1 The extraordinary truth is that, compared to thousands of years for the drinking of beer or wine, coffee drinking is a relatively new habit, with less than five centuries of history. We are given the facts to substantiate this case, along with an explanation of why some of the universally told stories like the one about the goat nibbling berries and getting frisky are apocryphal, in Ralph Hattox's 1985 book Coffee and Coffeehouses: The Origins of a Social Beverage in the Medieval Near East. It is a serious treatise, which presents a thorough critique of sixteenth-century Arab writers who published discourses on the history of the subject.
2 The interest of these writers, as Hattox's, revolves around the religious acceptability of coffee drinking. The introduction of the habit prompted conservatives to question its legality in religious law, seemingly based on the fact that it was something new and therefore wrong. We hear of fatwahs issued condemning the consumption of coffee. How can one explain that the power of these edicts did not last? One should remember that a fatwah is not a formal edict of the state. It is an opinion. The state may choose to act upon it, of course.
3 In order to help us understand the different reasons for opposition to the practice, Hattox goes into great detail about the definitions of intoxication and stimulation through substance use that one can extract from the richly poetic, but sometimes confusing language of the Koran. If Hattox had limited himself to these kinds of legalistic theorizing, he might have lost most of our attentions. But by exploring possible political motivations for opposition to the habit, such as by city administrators concerned about unseemly behaviour in coffeehouses that looked too much like taverns, we have a lively sense of the social setting in which all of this moralizing took place. The most intriguing of these was the notorious Mecca incident of 1511 when the city superintendent observed shadowy figures lurking in the precincts of the mosque and drinking coffee. Following a staged trial, coffee was declared illegal and burned in the city's streets.

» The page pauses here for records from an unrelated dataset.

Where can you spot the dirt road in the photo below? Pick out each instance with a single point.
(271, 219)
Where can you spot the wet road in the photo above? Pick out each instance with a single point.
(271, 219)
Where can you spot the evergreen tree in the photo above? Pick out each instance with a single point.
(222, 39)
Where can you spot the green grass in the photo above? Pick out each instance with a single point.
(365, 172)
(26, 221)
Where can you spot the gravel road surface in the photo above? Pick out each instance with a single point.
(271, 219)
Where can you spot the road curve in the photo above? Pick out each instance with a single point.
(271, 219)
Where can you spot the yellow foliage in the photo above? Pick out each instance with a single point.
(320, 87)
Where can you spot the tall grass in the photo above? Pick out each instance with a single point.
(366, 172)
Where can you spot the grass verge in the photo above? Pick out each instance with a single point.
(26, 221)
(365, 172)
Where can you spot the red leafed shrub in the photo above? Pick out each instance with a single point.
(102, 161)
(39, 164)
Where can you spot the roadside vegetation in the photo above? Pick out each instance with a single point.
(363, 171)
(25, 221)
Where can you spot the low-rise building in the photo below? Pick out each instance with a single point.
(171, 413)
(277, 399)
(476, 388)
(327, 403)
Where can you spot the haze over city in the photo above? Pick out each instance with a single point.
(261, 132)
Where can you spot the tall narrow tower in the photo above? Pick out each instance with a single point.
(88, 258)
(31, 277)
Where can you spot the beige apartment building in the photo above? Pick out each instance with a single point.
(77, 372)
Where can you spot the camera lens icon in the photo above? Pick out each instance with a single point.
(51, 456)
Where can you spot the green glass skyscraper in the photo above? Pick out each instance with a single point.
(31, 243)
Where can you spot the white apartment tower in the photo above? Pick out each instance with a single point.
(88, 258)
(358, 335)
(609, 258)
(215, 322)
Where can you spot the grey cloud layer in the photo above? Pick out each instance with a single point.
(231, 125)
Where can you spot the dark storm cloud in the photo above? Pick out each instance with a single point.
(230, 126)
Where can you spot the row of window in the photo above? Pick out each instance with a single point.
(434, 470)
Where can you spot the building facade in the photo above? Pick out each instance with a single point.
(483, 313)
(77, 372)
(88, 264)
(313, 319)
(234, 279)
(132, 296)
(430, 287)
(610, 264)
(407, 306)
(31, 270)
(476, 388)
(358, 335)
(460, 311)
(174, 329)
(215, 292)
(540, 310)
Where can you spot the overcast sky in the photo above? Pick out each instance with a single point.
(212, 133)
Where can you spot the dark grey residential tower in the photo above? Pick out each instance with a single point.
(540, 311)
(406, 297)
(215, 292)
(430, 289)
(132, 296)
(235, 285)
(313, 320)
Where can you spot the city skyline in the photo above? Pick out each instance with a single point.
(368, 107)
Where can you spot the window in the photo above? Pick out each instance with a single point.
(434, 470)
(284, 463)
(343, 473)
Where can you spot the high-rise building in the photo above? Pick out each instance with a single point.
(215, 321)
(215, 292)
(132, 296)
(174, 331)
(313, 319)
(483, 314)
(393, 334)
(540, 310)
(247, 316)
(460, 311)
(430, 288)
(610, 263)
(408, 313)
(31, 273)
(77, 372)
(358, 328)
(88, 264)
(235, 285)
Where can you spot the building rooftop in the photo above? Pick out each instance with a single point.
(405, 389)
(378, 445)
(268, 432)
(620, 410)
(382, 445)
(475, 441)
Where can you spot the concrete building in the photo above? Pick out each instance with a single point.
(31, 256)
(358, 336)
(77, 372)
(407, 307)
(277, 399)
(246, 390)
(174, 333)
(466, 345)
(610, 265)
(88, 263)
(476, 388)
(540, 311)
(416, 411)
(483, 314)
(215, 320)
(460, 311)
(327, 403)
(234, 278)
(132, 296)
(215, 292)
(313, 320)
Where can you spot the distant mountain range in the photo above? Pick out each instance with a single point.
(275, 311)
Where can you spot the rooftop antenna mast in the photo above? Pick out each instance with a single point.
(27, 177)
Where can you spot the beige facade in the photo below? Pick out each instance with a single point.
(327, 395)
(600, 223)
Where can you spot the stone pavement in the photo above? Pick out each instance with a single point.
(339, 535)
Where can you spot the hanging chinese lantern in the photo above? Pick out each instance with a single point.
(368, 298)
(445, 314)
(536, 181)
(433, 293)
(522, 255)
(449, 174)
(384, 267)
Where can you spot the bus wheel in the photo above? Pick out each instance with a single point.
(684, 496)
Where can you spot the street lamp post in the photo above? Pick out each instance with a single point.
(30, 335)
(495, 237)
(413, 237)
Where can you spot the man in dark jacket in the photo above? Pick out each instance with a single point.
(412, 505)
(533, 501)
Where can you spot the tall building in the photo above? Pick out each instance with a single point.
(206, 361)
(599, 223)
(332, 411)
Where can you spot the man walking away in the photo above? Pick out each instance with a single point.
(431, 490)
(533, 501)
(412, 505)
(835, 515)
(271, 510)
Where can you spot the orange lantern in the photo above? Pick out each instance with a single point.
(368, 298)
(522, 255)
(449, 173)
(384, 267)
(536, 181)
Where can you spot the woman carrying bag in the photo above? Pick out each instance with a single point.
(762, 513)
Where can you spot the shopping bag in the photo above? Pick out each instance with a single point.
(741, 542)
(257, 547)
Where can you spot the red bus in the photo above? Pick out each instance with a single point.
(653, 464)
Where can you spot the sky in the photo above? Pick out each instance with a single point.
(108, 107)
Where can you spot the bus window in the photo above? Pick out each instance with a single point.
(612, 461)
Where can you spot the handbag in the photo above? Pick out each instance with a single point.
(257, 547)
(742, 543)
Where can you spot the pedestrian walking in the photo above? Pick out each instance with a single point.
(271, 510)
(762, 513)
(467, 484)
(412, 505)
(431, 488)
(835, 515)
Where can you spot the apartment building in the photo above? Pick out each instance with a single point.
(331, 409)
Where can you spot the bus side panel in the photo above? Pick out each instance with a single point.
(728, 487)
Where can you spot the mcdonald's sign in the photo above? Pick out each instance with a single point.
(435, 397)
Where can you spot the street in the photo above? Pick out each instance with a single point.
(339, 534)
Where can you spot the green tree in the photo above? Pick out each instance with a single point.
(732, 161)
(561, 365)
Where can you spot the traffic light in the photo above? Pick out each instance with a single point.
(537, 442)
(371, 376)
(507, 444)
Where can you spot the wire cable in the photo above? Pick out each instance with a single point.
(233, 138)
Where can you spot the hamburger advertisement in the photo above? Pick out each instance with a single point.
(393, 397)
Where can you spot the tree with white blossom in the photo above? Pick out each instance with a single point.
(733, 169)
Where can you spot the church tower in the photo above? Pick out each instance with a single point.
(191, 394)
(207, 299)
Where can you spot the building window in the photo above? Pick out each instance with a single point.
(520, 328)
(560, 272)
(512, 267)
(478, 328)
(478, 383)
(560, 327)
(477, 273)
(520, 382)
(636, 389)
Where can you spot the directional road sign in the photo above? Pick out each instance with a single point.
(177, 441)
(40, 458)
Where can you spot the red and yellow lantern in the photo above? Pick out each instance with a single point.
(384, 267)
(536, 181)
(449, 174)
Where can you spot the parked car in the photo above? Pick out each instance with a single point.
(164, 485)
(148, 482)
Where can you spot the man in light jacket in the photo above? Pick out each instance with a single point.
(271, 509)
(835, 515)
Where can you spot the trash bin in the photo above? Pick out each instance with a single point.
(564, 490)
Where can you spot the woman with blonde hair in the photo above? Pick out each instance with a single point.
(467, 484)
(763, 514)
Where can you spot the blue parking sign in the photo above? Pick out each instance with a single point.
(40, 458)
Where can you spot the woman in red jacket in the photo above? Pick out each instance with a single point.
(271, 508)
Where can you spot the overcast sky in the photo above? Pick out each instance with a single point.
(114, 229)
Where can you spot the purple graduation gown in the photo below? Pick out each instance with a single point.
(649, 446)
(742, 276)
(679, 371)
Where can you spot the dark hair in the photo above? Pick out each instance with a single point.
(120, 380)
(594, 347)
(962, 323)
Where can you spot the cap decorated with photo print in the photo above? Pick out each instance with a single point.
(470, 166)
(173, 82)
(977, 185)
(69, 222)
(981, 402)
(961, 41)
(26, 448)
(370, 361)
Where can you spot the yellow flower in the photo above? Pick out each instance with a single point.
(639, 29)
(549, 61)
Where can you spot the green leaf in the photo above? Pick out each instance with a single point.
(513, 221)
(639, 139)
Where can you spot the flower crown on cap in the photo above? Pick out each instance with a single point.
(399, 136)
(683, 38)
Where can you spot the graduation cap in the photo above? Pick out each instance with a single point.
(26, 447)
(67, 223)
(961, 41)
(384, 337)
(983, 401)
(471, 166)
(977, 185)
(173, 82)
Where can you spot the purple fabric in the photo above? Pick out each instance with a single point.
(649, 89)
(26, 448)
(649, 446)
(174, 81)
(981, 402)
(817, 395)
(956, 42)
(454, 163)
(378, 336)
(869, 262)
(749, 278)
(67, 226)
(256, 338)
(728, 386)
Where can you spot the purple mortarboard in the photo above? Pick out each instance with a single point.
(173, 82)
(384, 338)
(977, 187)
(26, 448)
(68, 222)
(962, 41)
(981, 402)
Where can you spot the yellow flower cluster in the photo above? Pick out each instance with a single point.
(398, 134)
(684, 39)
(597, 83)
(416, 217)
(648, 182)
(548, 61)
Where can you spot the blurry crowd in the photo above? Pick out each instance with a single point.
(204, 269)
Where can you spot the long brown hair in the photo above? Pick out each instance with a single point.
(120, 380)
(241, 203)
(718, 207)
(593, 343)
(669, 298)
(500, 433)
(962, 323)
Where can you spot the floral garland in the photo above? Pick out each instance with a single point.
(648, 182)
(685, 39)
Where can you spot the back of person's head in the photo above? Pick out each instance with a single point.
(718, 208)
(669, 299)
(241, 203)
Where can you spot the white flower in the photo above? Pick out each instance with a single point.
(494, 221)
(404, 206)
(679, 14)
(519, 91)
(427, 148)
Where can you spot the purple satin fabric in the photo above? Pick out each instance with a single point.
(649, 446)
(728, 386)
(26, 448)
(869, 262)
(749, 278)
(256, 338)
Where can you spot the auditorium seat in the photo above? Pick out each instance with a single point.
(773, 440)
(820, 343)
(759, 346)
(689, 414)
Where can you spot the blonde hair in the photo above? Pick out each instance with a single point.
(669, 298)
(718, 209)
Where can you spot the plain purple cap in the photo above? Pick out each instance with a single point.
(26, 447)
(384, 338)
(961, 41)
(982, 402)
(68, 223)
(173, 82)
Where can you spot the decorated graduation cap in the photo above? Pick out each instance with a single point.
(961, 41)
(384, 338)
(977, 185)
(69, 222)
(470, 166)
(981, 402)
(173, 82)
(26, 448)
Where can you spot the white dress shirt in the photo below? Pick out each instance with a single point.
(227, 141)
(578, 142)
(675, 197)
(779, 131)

4 The current commercial nurturing of congenial atmospheres in coffeehouses as places to provide customers with more than just a quick beverage brings us back five hundred years to the beginning of the coffee habit. We benefit, then, indirectly from the fact that in order for us to understand the reasons for the legal wrangling, we are taken back to the origins of coffee drinking and the growing popularization of the coffeehouse culture. For some, this may be the most interesting aspect of the book.
5 The habit began with groups of mystics in Yemen who, around the mid-fifteenth century, used its stimulating properties to enhance their devotional exercises. As Hattox explains from a digest of Arabic literary traditions, the coffee bush itself was brought to Yemen from Ethiopia. Strangely, coffee found little favour with the Ethiopians at this time. Indeed, southwest Ethiopia is the world's original source of what we call "coffea arabica." But Hattox's association of that name with the region of Kaffa, via the Arabic kahwa-coffee connection, is erroneous because this regional term was only coined in the eighteen century. This is a rare lapse, however, and Hattox's presentation of the various theories and interpretations concerning the origin and spread of coffee has stood the test of time (since 1985) very well.
6 He speculates about the possibility that the spread of coffee may have been prompted in part by merchants who, following the loss of their monopolies in the spice trade after 1492, needed new products to peddle. He takes us on a wonderful tour from the houses of mystics in fifteenth-century Yemen, to the enclaves of expatriate Yemeni merchants in early sixteenth-century Cairo, and thence to Ottoman Istanbul by the middle of the century, all of which happened before the emergence of coffeehouses in eighteenth-century Europe and the Americas besides.
7 This is not a light read. It is the kind of book one dips into, to explore one facet of the story or another. There is a chapter that deals with the medical effects, or at least reputed effects, of coffee on an assortment of ailments like dropsy, gout and scurvy. For those of us addicted to the caffeine habit, it is useful to be reminded that it was known to be a diuretic. But it was also thought to cure insomnia and melancholy as well. To find out more, read the book and enjoy.